Was wird mit den Flächen passieren, die keiner mehr braucht?

HORX:
Wir werden uns mit ganz vielen Fragen der Konversion beschäftigen müssen. Es wird vielfältige Nutzungsformen geben, die alten Trennlinien verschwinden und neue Stadtstrukturen entstehen. In Frankreich spricht man inzwischen von einer 15-Minuten-Stadt, bei der man im Falle eines Lockdowns nicht mehr in einer toxischen Siedlungsstruktur vereinsamen kann. Wir werden auch mehr Co-Living-Konzepte sehen, wie das Siedlungsprojekt Hunziker-Areal in Zürich. Dort lassen sich alle Lebensformen auf einem verdichteten Raum abbilden – von der studentischen WG über die Single- bis zur Familienwohnung. Es gibt zudem Restaurants, ein Hotel, Arbeitsplätze. Es ist wie in einem italienischen Dorf.

LICKTEIG:
Ich pflichte Ihnen bei, es wird sicherlich eine Verdörflichung von Stadtteilen geben. Aber nach dieser Krise wird die Einkaufsinfrastruktur und damit das Wohlgefühl unserer Städte deutlich nachlassen.

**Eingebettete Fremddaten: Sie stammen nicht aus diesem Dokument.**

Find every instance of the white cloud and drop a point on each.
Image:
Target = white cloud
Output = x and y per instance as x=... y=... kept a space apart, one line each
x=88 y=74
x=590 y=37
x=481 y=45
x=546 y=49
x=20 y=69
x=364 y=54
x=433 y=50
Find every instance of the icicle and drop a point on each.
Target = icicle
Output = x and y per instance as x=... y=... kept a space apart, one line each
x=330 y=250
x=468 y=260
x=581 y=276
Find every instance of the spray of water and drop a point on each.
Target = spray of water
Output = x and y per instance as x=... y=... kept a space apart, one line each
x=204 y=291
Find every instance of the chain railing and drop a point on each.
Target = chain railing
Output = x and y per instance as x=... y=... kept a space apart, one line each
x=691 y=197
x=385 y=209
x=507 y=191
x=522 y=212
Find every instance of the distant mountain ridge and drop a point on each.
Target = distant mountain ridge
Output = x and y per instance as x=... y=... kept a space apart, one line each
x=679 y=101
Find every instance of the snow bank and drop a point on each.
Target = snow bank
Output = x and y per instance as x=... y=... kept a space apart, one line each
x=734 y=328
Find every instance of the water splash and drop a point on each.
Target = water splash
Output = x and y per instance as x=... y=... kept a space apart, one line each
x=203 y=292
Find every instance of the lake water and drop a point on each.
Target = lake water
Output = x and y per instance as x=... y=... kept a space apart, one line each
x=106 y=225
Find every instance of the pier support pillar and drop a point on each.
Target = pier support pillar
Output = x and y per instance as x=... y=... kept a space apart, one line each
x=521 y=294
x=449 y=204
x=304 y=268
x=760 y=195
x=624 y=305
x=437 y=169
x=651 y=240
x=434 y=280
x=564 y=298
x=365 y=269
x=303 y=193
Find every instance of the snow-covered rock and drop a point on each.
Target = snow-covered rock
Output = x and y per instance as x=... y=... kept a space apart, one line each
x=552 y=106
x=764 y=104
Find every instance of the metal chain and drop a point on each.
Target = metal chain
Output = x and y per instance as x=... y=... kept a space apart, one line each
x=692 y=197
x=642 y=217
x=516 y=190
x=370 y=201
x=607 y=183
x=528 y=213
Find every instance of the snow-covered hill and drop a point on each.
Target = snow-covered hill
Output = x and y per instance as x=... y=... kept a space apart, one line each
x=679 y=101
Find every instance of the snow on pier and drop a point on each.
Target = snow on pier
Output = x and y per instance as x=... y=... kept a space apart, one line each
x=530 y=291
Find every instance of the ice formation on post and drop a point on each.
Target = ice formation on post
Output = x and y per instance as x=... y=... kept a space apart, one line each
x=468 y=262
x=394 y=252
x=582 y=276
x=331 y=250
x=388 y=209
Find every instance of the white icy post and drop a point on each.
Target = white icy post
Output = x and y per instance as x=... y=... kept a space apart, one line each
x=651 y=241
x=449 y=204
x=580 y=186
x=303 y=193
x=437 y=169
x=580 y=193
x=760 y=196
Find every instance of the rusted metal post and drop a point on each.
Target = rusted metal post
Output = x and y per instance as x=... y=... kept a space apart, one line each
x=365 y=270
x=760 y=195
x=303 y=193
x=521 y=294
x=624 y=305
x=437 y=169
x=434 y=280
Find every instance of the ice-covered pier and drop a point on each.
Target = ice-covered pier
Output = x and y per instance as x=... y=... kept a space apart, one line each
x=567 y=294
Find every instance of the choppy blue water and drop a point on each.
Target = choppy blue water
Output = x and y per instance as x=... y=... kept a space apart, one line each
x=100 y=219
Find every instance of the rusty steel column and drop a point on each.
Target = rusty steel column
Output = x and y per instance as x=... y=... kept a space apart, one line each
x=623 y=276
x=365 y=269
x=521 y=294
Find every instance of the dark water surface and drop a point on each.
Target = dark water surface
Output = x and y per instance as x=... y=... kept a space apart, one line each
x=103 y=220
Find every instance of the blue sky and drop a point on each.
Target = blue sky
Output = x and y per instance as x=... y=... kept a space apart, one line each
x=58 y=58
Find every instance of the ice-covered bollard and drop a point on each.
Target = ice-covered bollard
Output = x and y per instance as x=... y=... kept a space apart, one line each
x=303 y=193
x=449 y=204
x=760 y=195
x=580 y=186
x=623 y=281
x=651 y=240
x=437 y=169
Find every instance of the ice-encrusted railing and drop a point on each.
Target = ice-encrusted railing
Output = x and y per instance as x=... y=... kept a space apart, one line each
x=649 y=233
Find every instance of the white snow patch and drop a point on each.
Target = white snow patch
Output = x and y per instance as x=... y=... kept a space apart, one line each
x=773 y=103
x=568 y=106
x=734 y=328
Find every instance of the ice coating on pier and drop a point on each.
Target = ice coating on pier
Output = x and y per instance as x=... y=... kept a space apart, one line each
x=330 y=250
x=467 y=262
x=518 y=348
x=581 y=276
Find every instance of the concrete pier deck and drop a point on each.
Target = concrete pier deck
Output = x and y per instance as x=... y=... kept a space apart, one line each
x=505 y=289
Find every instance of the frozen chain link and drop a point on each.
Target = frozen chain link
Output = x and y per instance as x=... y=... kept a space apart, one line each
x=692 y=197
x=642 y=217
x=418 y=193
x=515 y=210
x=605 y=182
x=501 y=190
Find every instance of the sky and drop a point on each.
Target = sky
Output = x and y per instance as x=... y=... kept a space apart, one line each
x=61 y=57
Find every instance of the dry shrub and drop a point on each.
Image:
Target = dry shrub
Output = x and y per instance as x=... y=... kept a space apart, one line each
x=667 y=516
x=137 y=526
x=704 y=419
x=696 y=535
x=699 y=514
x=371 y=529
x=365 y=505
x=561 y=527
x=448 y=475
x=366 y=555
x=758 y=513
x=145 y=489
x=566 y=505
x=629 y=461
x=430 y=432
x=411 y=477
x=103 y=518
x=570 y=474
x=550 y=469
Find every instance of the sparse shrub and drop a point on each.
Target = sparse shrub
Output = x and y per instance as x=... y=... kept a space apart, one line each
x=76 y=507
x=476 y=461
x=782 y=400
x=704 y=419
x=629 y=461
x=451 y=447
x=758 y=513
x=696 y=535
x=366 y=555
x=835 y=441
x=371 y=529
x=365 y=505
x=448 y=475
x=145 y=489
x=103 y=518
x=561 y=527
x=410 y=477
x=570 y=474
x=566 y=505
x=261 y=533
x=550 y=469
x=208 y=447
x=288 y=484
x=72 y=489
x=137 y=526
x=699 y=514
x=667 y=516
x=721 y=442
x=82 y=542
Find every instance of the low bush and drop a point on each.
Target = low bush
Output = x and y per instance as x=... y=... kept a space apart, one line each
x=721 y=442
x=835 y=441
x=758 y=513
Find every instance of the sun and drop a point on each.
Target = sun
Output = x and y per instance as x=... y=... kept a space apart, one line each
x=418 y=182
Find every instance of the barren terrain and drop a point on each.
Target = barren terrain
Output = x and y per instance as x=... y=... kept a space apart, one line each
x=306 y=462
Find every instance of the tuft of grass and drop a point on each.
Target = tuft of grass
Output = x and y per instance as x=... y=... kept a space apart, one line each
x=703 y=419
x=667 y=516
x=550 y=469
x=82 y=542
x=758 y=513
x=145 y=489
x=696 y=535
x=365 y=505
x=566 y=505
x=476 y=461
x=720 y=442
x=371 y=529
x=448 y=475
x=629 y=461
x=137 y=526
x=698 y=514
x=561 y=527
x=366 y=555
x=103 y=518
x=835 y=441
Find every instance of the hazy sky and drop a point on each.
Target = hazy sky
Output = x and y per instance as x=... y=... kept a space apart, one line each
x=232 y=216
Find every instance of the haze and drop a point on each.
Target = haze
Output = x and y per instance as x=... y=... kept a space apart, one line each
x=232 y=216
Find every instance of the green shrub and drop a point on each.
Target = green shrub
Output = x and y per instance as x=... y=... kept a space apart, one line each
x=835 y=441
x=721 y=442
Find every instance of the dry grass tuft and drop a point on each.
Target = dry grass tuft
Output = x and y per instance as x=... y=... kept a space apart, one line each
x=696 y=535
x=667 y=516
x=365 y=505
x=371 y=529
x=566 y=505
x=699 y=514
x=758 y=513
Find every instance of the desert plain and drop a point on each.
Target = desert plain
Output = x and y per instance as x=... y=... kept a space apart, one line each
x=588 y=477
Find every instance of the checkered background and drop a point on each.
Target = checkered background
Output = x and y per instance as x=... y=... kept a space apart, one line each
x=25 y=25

Was macht dann die Attraktivität einer Stadt noch aus? Ich mache mir Sorgen um die nächste Generation. Um die, die ihr Studentenleben hinter sich haben und eine Familie gründen. Die ziehen raus. Eine soziokulturelle Entmischung ist nicht wünschenswert. Und damit müssen sich die Kommunen auseinandersetzen.